I don’t say that lightly or as a way to minimize someone else’s pain. I say it as someone who has slowly and painfully learned that God never wastes suffering when it is given to Him.
As a child, I once wrote a letter to Our Lady of Fatima asking if I could suffer for priests. I was young and naive, deeply influenced by the saints (especially St. Thérèse of Lisieux) who spoke so beautifully about offering suffering in love. I didn’t truly understand what I was asking for at the time, but sometimes God gives us the grace to ask for what He already knows He will permit.
I would not have chosen the path God allowed me to travel had I understood it then, and yet, here I am. I believe He has allowed me to suffer in certain ways, but there have been many, many moments when I struggled to trust Him, moments when I questioned His goodness, His nearness, even His plans for me. The grief I feel for priests (especially for those suffering in any way) has a long spiritual thread.
After my heart event, I remember questioning why. How often we all use that word when faced with pain and difficulties! I was afraid, grappling with how close I had come to death, and wrestling with God in anger and confusion. I remember what this priest said to me.

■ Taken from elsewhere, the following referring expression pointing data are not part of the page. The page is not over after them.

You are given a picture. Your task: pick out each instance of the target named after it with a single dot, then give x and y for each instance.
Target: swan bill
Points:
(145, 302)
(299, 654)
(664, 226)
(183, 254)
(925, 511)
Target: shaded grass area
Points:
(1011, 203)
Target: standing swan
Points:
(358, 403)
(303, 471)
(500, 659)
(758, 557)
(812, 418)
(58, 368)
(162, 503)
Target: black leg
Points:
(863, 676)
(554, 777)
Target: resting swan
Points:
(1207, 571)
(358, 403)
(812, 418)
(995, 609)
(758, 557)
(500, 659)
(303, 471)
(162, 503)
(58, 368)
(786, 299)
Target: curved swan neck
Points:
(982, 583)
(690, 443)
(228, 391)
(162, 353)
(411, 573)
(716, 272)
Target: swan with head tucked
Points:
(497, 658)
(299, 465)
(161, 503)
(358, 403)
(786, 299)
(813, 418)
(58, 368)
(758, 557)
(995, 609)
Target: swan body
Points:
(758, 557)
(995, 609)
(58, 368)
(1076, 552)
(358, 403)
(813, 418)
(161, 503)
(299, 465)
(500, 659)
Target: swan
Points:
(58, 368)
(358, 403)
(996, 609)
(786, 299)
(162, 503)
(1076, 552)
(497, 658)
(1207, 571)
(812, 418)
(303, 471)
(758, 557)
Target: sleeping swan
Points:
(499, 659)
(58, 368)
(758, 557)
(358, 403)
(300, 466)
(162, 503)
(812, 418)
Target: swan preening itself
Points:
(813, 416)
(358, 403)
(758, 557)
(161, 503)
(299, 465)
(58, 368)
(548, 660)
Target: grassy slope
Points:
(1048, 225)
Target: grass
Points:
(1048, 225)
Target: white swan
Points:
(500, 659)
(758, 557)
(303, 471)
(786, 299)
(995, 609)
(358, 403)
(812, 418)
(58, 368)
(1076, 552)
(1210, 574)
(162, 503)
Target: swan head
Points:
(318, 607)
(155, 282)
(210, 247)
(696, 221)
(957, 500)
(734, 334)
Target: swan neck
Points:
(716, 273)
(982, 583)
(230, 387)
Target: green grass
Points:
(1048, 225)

He told me that God must love me very much to allow me to join in His suffering on the Cross.
At the time, I didn’t want to believe it. I wanted answers that made sense on a human level. I wanted reassurance without surrender. I was angry at God. Yet, deep down, I knew this to be true. Suffering is not proof of God’s absence. Often, it is where His love is most intimately at work.
Suffering is truly a gift. However, it is a gift we do not always recognize at first.
Sometimes we catch only glimmers of it. We might experience brief moments where light breaks through and we see what God might be doing. Other times, we fall back into confusion or anger, wondering if we have been forgotten. Still, God gently brings us back around. He brings us back to Himself. He brings us back to the place where we may not understand from a human perspective, but where we choose to trust Him through faith.
Surrender. Trust. Jesus, I trust in You!
Imagine if we could look at suffering differently from the very beginning. Instead of “Why me?” we might say, “Okay, Lord. I trust You. I can’t wait to see what You do with this.” Most of us don’t get there right away. We need time to grieve, to process, to wrestle. That, too, is part of the journey.
As a lay person, it is difficult to imagine just how much weight priests carry.
One bad priest can cause immeasurable harm.
He can shatter trust, wound faith, fracture families, and leave scars that last a lifetime. His actions ripple outward affecting victims, parishes, and the entire Church. For survivors of clerical abuse, this is not theoretical. It is lived reality.
Yet there is another truth that must be recognized: even one good, holy priest can bring extraordinary grace.
A faithful priest can restore trust through his holy example and humility. He can bring Christ to the suffering through the sacraments. He can sit with the broken, speak truth with charity, and point souls back to hope when everything feels lost.
The difference is profound.
The weight such a priest carries is heavy. The calling is immense. Many priests carry silent burdens we may never fully see. We must pray for them.
One holy priest can, by God’s grace, help heal what another has broken.
Wounded as the Church is, she still depends on shepherds who choose fidelity, humility, and love. These men are often unseen, mocked, and rarely thanked for the good they do. The sins of a few do not define the faithfulness of many.
So today, I ask you to pray.
Please pray for all priests. Pray especially for this particular priest who means so much to my family. Pray for his family. Pray for his parish.
Pray for strength, for peace, for endurance. Pray for healing, if it be God’s will. Pray that in this suffering, Christ may be glorified and souls drawn closer to Him.
Have faith. Have hope. God is near to those who are suffering.